3. Sloth and topor (thina-middha) - (Sleepiness, mental dullness) - thina is lassitude or morbid state of the mind and middha is a morbid state of the mental properties. When sleepiness arises he or she is unable to be aware of it as the wish may be. But if the individuals fails to observe it he or she cannot overcome it. The person has to make a strong effort to practise and observe it more attentively and energetically to keep the mind active and alert.
4. Restlessness and remorse (uddacca-kukkucca) - This is mind wandering or thinking about something outside the meditation such as worry or unhappiness about the failure of past deeds and other past failures. As a rule, one who commits evil is mentally excited and restless; the guilty and the impatient suffer from this hindrance. The minds of men who are restless and unstable are like flustered bees in a shaken hive. This mental agitation impedes meditation and blocks the upward path. Therefore, at the beginning if this happens, it is necessary to be aware of it with a strong effort.
5. Doubt (vicikicca) - so long as there is this mental itching, one will continue to take a cynical view of things which is most detrimental to mental development. When there is a doubt about Gautama Buddha, teachings of the enlightened one or doubt about Sanga or about the meditation or whatever doubt arrises, they must be attentively observed as it really is.
The five senses come to contact with many objects which give pleasure or displeasure.
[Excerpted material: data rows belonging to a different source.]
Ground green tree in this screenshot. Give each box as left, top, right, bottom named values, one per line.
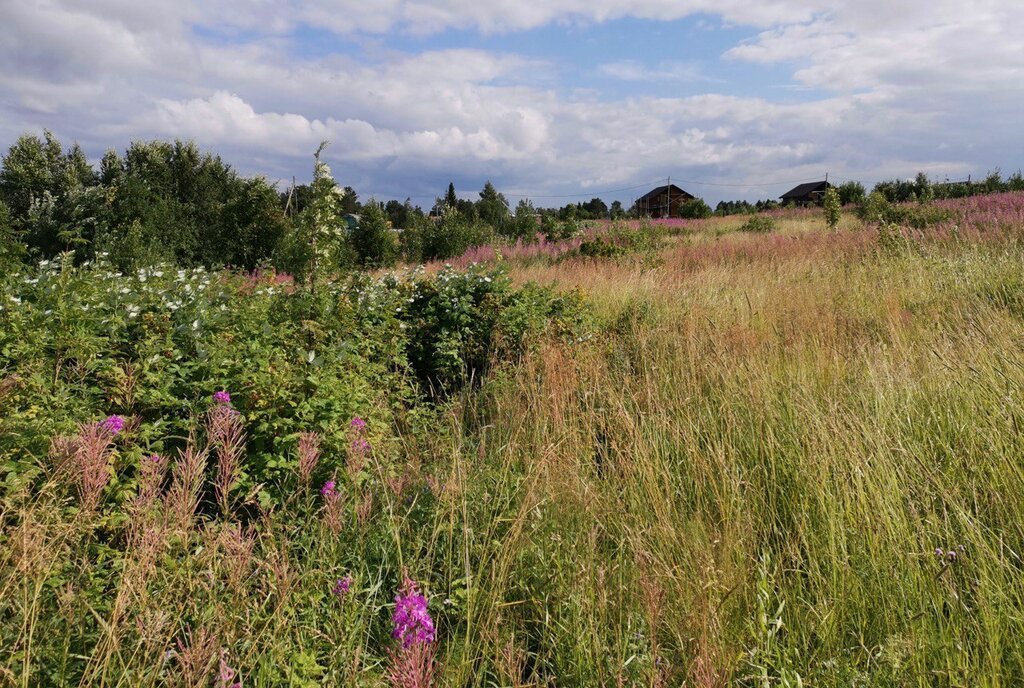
left=476, top=180, right=509, bottom=231
left=837, top=181, right=866, bottom=206
left=676, top=199, right=713, bottom=220
left=0, top=131, right=101, bottom=258
left=913, top=172, right=935, bottom=203
left=274, top=141, right=348, bottom=290
left=349, top=199, right=398, bottom=268
left=822, top=186, right=843, bottom=231
left=0, top=201, right=26, bottom=268
left=502, top=199, right=537, bottom=242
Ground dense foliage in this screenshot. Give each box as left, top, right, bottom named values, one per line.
left=0, top=190, right=1024, bottom=688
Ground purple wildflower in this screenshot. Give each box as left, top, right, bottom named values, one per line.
left=99, top=416, right=125, bottom=435
left=217, top=650, right=242, bottom=688
left=391, top=577, right=437, bottom=649
left=331, top=573, right=352, bottom=599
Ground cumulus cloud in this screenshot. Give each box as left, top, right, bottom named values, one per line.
left=0, top=0, right=1024, bottom=198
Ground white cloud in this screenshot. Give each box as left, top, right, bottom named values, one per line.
left=597, top=59, right=718, bottom=83
left=0, top=0, right=1024, bottom=202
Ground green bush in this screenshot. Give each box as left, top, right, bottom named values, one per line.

When these five hindrances occur, it should be identified as a hindrance and not as anything else. When identified as a hindrance and not anything else it will lead to separate self and pleasure or displeasure and this will avoid any attachments with pleasureable ones and anger with ones that cause displeasure. Further it should be known that pleasure or displeasure are not permanent, but subject to a changing process during every movement.
Attachment is habitual and sometimes most natural, but the abovementioned four foundations of mindfulness (SataraSathipattana) aim to enable letting go of attachments and to understand the truth or reality of life, in order to attain Nibbana.